Muhacir sahabîler ile Medineli sahabîler arasında ALLAH'ın Resulü, kardaşlıklar tesis etmişti. Biri birlerinin kardeşliğini kabul edenler, karşılıklı olarak, önce ölenin mallarına, geride kalanın varis olmasına razı olduklarına dair yemin ederek anlaşmalar yapılırdı. Daha sonra inen Enfal S. 75. ayetiyle mirasa ait bu anlaşmalar nesholdu.[243]
37- Ey iman edenler! siz sarhoşken, ne söyleyeceğinizi bilene kadar, namaza yaklaşmayın...» [244]

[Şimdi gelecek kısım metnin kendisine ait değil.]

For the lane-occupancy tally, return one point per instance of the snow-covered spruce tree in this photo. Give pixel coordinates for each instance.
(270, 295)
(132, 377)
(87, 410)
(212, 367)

Hz. Ömer (r.d.) den gelen bir rivayete göre, meali yazılan bu ayet inince Hz. Peygamber, namaza durulduğunda “sarhoşken namaza yaklaşmayın» diye seslenen birisini vazifelendirmişti. [245]
Şarap yasak edilmeden önce sahabîler, namaza durduklarında ne okuyup kaç rekât kıldıklarını bilemezlerdi. Bu sırada Abdurrahman Bini Avf bir yemek hazırlatmış ve bâzı sahabîleri davet etmişti. Bunlar yemişler ve içmişlerdiki akşam namazı da olmuştu. Bunlardan bâzıları namaza durmuşlar ve okudkları Kâfirun Sûresini yanlış okumuşlar, kimisi ise namazı dahi kılmamışlardı. Bunun üzerine Nisa S. 43. ayeti indi. [246]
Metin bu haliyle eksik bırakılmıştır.